The Dark Side Of Writing: Writer’s Block

Stanley Dai

The cursor blinks as another minute passes. The rain pours outside. I take a sip of coffee. I’m already out of words, and I haven’t even written anything yet. I lie down and stare at the ceiling.

I try to get my brain working by playing a nice tune. I read to absorb the skill of writers better than myself. I play some generic game to stall. I pace around my room because that usually gets me thinking. It doesn’t work. I go back to lying down and staring at the ceiling. I’m completely out of ideas.

The cursor keeps blinking. Time doesn’t feel real anymore.

I feel a headache throbbing in my skull. At this point, I’m not even sure if it’s because of meds withdrawal, lack of sleep or staring at a laptop for prolonged periods of time. I sleep it off because I’m afraid that my physical state will manifest itself in my writing.
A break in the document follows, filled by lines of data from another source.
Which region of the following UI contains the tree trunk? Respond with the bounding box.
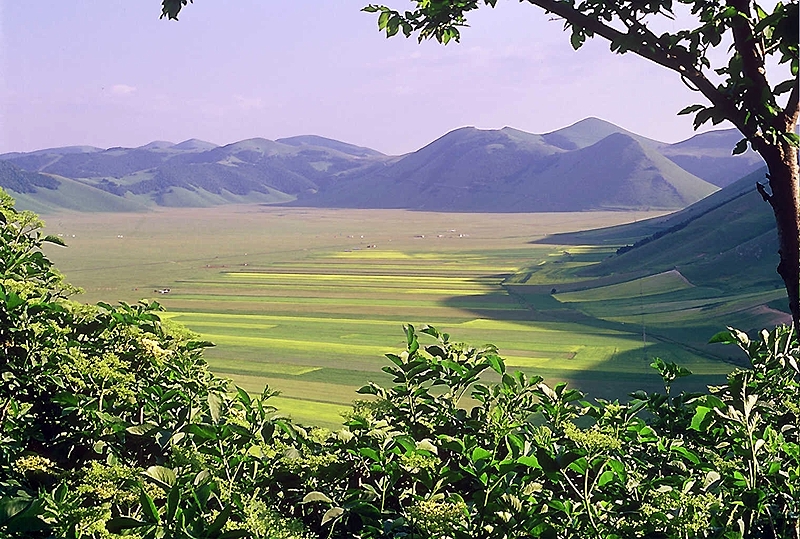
[760,143,800,336]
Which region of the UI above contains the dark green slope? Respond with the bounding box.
[581,184,777,290]
[0,160,60,193]
[562,165,782,299]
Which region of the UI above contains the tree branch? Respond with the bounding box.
[524,0,750,136]
[726,0,774,125]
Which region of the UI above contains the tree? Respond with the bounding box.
[160,0,799,332]
[365,0,800,331]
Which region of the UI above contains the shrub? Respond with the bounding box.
[0,190,797,538]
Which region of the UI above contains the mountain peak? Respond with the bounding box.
[275,135,384,158]
[138,141,175,150]
[172,139,219,151]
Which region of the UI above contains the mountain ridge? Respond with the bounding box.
[0,119,761,213]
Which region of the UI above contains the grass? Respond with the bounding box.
[41,205,772,427]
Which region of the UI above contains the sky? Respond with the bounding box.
[1,1,739,156]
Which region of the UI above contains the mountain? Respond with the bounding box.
[276,135,384,158]
[0,118,761,213]
[540,117,660,150]
[171,139,219,151]
[0,136,386,212]
[301,128,717,211]
[659,129,764,187]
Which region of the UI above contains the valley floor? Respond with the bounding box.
[42,205,781,427]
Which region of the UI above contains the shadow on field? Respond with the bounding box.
[441,288,741,401]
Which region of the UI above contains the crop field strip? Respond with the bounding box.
[164,248,727,426]
[43,206,735,427]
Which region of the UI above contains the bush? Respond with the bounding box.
[0,190,797,538]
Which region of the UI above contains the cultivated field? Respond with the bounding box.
[44,205,738,427]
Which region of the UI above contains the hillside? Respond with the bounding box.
[535,166,779,293]
[0,118,760,212]
[511,166,787,357]
[580,171,778,292]
[540,167,768,246]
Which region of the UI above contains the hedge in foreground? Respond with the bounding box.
[0,190,798,539]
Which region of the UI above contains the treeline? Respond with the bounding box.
[0,189,797,539]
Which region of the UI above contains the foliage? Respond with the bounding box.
[0,190,311,539]
[1,191,798,538]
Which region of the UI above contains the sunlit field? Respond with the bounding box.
[43,205,738,427]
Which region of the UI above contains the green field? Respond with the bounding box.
[42,205,762,426]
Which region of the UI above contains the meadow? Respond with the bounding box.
[44,205,738,426]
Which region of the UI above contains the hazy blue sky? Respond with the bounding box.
[1,1,735,155]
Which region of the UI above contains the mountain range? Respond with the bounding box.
[0,118,764,213]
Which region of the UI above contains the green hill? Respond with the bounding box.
[6,175,150,213]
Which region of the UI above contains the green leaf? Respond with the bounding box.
[236,386,251,405]
[598,470,615,486]
[144,466,176,489]
[487,353,505,374]
[359,447,381,462]
[690,406,713,431]
[774,79,795,95]
[126,423,158,436]
[732,138,748,155]
[208,392,223,424]
[678,104,705,115]
[377,10,390,30]
[208,505,232,536]
[139,490,160,524]
[570,30,585,50]
[672,445,700,465]
[782,132,800,147]
[517,455,540,469]
[302,492,333,504]
[0,497,33,525]
[471,447,492,462]
[709,330,736,344]
[536,448,560,473]
[322,507,345,526]
[185,340,215,350]
[42,234,67,246]
[106,517,148,533]
[416,439,438,454]
[166,487,180,522]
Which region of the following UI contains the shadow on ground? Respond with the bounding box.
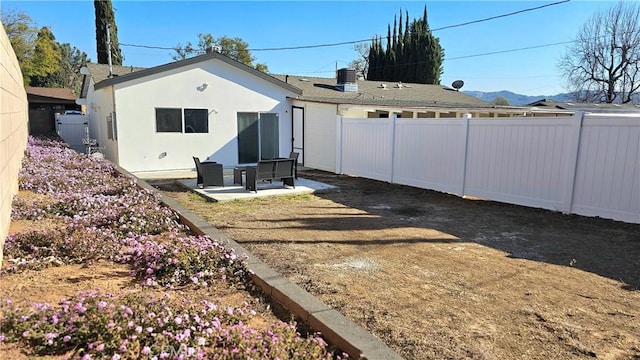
[296,170,640,291]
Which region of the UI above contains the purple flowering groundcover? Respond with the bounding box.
[1,136,347,360]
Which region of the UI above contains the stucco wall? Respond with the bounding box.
[292,101,338,172]
[0,23,29,266]
[111,60,297,173]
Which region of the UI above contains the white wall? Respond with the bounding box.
[293,101,337,172]
[113,60,296,172]
[0,23,29,266]
[335,113,640,224]
[85,78,118,161]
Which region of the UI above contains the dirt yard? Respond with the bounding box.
[156,169,640,360]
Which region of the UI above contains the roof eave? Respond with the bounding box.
[93,52,302,95]
[292,96,504,110]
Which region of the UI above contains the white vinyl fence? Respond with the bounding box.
[56,114,89,153]
[335,113,640,224]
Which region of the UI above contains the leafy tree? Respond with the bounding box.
[33,43,89,93]
[493,96,510,106]
[94,0,123,65]
[348,42,370,79]
[22,27,61,85]
[559,1,640,103]
[173,33,268,72]
[3,10,89,90]
[2,10,39,84]
[366,6,444,84]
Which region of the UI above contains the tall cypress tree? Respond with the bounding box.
[367,6,443,84]
[94,0,123,65]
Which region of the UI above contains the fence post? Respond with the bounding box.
[561,111,585,214]
[460,113,472,196]
[390,114,397,183]
[335,115,343,175]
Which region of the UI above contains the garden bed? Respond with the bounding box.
[0,137,346,359]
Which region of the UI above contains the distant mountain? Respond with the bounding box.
[463,90,575,106]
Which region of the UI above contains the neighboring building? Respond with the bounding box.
[279,72,527,119]
[27,87,81,135]
[78,52,301,174]
[276,70,527,172]
[527,98,640,116]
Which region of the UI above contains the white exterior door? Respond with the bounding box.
[292,106,304,165]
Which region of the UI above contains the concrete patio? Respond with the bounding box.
[136,168,339,202]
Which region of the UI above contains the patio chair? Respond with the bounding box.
[192,156,224,188]
[289,151,300,178]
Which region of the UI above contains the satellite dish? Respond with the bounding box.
[451,80,464,91]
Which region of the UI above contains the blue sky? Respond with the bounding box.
[1,0,617,95]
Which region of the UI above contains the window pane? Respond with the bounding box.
[237,112,259,163]
[184,108,208,133]
[156,108,182,132]
[259,113,279,160]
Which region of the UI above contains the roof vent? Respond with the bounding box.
[206,46,221,53]
[379,83,387,89]
[395,82,403,89]
[336,68,358,92]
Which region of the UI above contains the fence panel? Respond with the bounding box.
[464,117,574,211]
[571,115,640,223]
[393,118,467,195]
[334,114,639,223]
[340,118,393,182]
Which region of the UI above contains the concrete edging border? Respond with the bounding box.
[117,165,403,360]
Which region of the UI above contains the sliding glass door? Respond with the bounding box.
[237,112,279,164]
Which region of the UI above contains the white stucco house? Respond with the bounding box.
[78,52,527,174]
[78,52,302,174]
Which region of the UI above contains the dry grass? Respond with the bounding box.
[155,170,640,360]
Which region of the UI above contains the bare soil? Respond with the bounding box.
[156,169,640,360]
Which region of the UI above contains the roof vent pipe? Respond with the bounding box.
[106,24,113,78]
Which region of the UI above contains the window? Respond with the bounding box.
[184,109,208,133]
[155,108,209,133]
[156,108,182,132]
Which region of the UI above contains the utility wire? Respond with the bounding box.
[119,0,571,53]
[445,40,575,61]
[431,0,570,32]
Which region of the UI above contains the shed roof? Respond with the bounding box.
[276,75,499,109]
[527,99,640,113]
[26,87,77,101]
[86,52,302,95]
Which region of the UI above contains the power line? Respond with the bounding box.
[119,0,571,53]
[431,0,570,32]
[445,40,575,61]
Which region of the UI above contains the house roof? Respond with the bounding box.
[85,63,147,84]
[274,75,499,109]
[26,87,77,101]
[87,52,302,95]
[528,98,640,113]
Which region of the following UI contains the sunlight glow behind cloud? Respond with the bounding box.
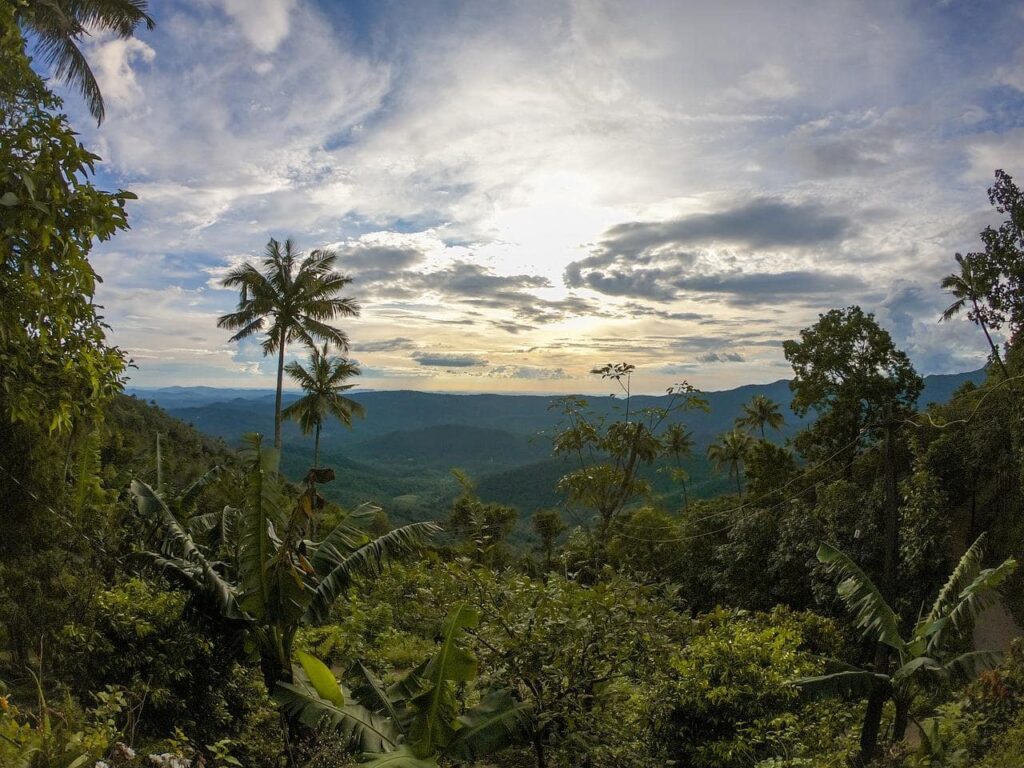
[62,0,1024,392]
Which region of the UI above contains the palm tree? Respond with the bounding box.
[707,428,753,496]
[735,394,784,438]
[795,537,1017,767]
[940,252,1009,378]
[662,423,694,510]
[218,238,359,451]
[283,344,364,468]
[15,0,155,124]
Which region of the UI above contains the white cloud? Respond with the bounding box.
[216,0,298,53]
[65,0,1024,391]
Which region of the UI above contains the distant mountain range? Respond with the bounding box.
[128,369,985,531]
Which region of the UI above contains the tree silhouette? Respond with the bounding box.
[283,343,364,468]
[940,252,1009,378]
[218,238,359,450]
[15,0,154,124]
[662,423,694,510]
[735,394,784,439]
[707,429,754,496]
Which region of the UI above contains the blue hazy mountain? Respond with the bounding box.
[128,369,985,524]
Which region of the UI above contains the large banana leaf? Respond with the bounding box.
[927,558,1018,653]
[353,661,408,736]
[177,465,222,515]
[817,543,904,653]
[407,605,479,755]
[924,534,986,628]
[309,503,381,574]
[132,479,241,620]
[361,745,439,768]
[305,522,440,623]
[792,668,890,700]
[274,669,400,754]
[296,650,344,707]
[237,439,288,621]
[941,650,1003,683]
[446,688,533,761]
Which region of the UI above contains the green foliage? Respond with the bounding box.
[551,364,708,565]
[651,608,847,768]
[1,5,129,433]
[707,428,755,495]
[784,306,923,464]
[447,470,518,566]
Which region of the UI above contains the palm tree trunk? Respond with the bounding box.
[734,463,742,496]
[274,340,286,450]
[681,478,689,511]
[314,422,321,468]
[973,298,1010,379]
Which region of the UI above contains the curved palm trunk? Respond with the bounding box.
[973,298,1010,379]
[314,421,321,468]
[274,341,286,450]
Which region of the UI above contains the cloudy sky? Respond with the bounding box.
[60,0,1024,393]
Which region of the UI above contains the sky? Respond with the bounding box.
[52,0,1024,393]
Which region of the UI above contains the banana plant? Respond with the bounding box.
[793,534,1017,754]
[274,604,533,766]
[132,433,440,688]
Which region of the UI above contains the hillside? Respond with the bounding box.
[128,369,985,525]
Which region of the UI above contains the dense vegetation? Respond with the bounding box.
[3,3,1024,767]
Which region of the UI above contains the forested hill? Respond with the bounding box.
[127,369,984,523]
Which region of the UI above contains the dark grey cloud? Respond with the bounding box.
[595,198,853,256]
[620,302,706,321]
[337,244,426,272]
[677,270,867,304]
[564,197,860,304]
[355,337,417,352]
[412,351,488,367]
[696,351,745,363]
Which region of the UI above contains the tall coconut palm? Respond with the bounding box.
[707,428,753,496]
[662,422,694,510]
[283,343,364,468]
[735,394,785,438]
[15,0,155,124]
[218,238,359,450]
[940,252,1009,379]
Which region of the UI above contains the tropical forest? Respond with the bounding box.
[4,2,1024,768]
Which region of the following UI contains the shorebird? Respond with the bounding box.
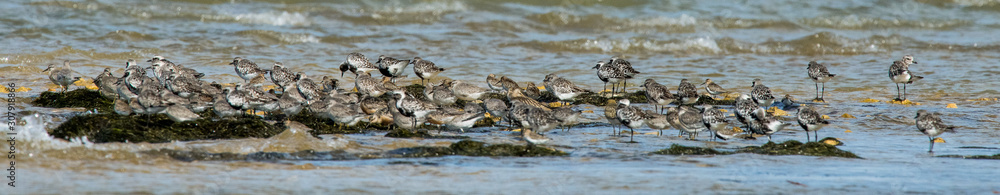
[411,57,445,86]
[677,79,700,105]
[358,95,386,115]
[295,72,322,101]
[915,110,956,153]
[123,59,146,92]
[889,55,923,101]
[642,110,670,136]
[320,76,338,93]
[672,106,706,140]
[507,88,550,111]
[735,94,764,127]
[543,73,590,105]
[609,57,639,94]
[444,110,486,133]
[642,79,675,113]
[163,104,200,123]
[356,72,390,97]
[525,105,559,134]
[552,107,581,132]
[603,99,621,136]
[385,97,419,130]
[394,90,438,131]
[776,94,800,111]
[148,56,203,80]
[94,68,118,98]
[796,105,830,142]
[315,101,365,126]
[748,111,790,142]
[278,84,306,116]
[426,79,457,106]
[507,102,533,129]
[451,80,488,101]
[230,57,266,82]
[702,105,728,141]
[714,126,743,141]
[115,78,138,101]
[523,82,541,100]
[522,128,552,145]
[128,99,146,115]
[807,61,836,101]
[486,74,504,92]
[163,74,202,98]
[483,98,508,126]
[270,62,295,89]
[751,78,775,109]
[592,61,626,97]
[700,79,729,99]
[114,98,131,116]
[498,76,520,92]
[615,99,645,142]
[42,60,79,93]
[339,52,379,77]
[376,55,411,83]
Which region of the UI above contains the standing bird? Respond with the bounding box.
[339,52,379,77]
[748,111,790,142]
[552,107,582,132]
[796,105,830,142]
[702,105,728,141]
[677,79,700,106]
[523,82,541,100]
[603,99,621,136]
[93,67,119,98]
[915,110,956,153]
[642,110,670,136]
[609,57,640,94]
[522,128,552,145]
[888,55,923,101]
[615,99,645,142]
[642,79,675,113]
[700,79,730,99]
[498,76,520,92]
[734,94,764,127]
[451,80,488,101]
[592,61,626,97]
[543,73,591,106]
[507,88,550,111]
[230,57,266,82]
[42,60,80,93]
[270,62,296,89]
[376,55,411,83]
[751,78,775,109]
[486,74,504,92]
[355,72,390,97]
[483,98,508,126]
[411,57,445,86]
[295,72,322,101]
[807,61,836,101]
[671,106,706,140]
[394,90,438,131]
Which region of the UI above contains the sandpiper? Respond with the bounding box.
[320,76,338,93]
[230,57,266,82]
[507,88,550,111]
[751,78,775,109]
[592,61,626,96]
[94,68,118,98]
[339,52,379,77]
[278,84,306,116]
[806,61,836,101]
[356,72,390,97]
[543,73,591,105]
[702,105,728,141]
[270,62,295,89]
[427,79,457,106]
[486,74,504,91]
[776,94,800,111]
[677,79,700,105]
[714,126,743,141]
[642,79,675,113]
[163,104,200,123]
[451,80,488,101]
[642,110,670,136]
[411,57,445,86]
[526,107,559,134]
[315,101,365,126]
[889,55,923,101]
[114,98,132,116]
[673,106,706,140]
[42,60,79,93]
[603,99,621,136]
[552,107,581,132]
[376,55,411,83]
[498,76,520,92]
[915,110,956,153]
[523,82,541,100]
[115,78,138,101]
[796,105,830,142]
[522,128,552,145]
[483,98,508,126]
[295,72,322,101]
[444,110,486,133]
[163,75,202,98]
[615,99,645,142]
[700,79,729,99]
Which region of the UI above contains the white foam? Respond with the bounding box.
[16,114,85,151]
[581,37,721,53]
[232,11,312,26]
[628,14,698,27]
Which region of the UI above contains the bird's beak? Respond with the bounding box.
[146,59,153,62]
[42,67,51,73]
[912,61,918,64]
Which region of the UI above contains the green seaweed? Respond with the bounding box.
[651,140,861,158]
[50,113,282,143]
[389,140,567,157]
[383,128,471,139]
[32,89,114,113]
[152,140,566,162]
[937,153,1000,160]
[286,111,371,137]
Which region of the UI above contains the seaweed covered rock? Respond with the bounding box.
[387,140,567,157]
[384,128,470,139]
[286,111,374,137]
[50,113,282,143]
[651,140,861,158]
[32,89,114,112]
[938,153,1000,160]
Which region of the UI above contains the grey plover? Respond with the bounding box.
[523,82,541,100]
[94,68,118,98]
[230,57,266,82]
[735,94,764,127]
[115,78,138,101]
[355,72,389,97]
[507,88,550,111]
[615,99,645,142]
[609,57,640,94]
[751,78,775,109]
[807,61,836,101]
[163,104,200,123]
[522,128,552,145]
[592,61,626,96]
[339,52,379,77]
[525,107,559,134]
[224,86,248,111]
[451,80,488,101]
[796,105,830,142]
[507,102,533,129]
[776,94,800,111]
[394,90,439,130]
[411,57,445,86]
[543,73,590,105]
[641,79,675,113]
[915,110,956,153]
[42,60,79,93]
[702,105,728,141]
[270,62,296,89]
[123,59,146,92]
[320,76,338,93]
[295,72,322,101]
[673,106,706,140]
[677,79,700,105]
[148,56,203,80]
[749,111,790,142]
[551,107,581,132]
[889,55,923,101]
[387,97,419,130]
[376,55,411,83]
[163,75,201,98]
[700,79,729,99]
[486,74,504,91]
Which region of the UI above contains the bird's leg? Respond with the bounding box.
[895,83,901,100]
[903,83,908,100]
[815,82,820,100]
[821,82,826,100]
[806,131,810,142]
[629,127,634,142]
[814,131,819,142]
[928,136,935,153]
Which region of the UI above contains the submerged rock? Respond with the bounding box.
[384,128,470,139]
[50,113,283,143]
[651,140,861,158]
[938,154,1000,160]
[32,89,114,113]
[152,140,566,162]
[386,140,567,157]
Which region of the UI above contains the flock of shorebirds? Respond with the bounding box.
[41,53,955,153]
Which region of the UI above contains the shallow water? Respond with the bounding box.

Another day passes. The cycle continues.

I wake up late, and so begins another day of trying to write some career-changing thing. I want to write something so career-changing that I can finally establish myself as a “real” writer and not just someone who helps businesses get billions of clicks. Once I’ve achieved that, I’ll share my career-changing thing on social media to be marveled at by people I know and people I barely even know. Some stranger will reach out and tell me how they felt alone until they read my work. I’m validated. I’m relevant. I’ve established my place in society. I’m finally at peace.

The cursor blinks again.

And again. And again. And again.

It’s funny how I can write 140-character quips all day and not get any ideas for something career-changing. I rushed my workload just to get a long writing break and all I did was play Candy Crush and binge-watch some shows. And they say being a freelance writer is easy.

They think it’s all about lying around at home all day and telling people How To Get Flawless Skin With Some Magic Pill. No, it’s also about staring at a stark white screen squeezing your brain for something worth telling millions of strangers about. If it goes well, it will eventually land you a Stable Writing Job that pays a hundred times more than any of your writing gigs. And then a book deal. I guess it really does take a certain amount of hubris to be a writer.

Thank you, Satan, for inventing writer’s block. Nothing ruins someone so much as a near-impossible fantasy.

The cursor blinks once more, and I snap back to reality. I write a short rant on writing just to get me in the mood to write something else.

Another minute passes. My coffee mug is empty.

I stare at whatever I wrote, and tell myself that this is all I can contribute to society for now.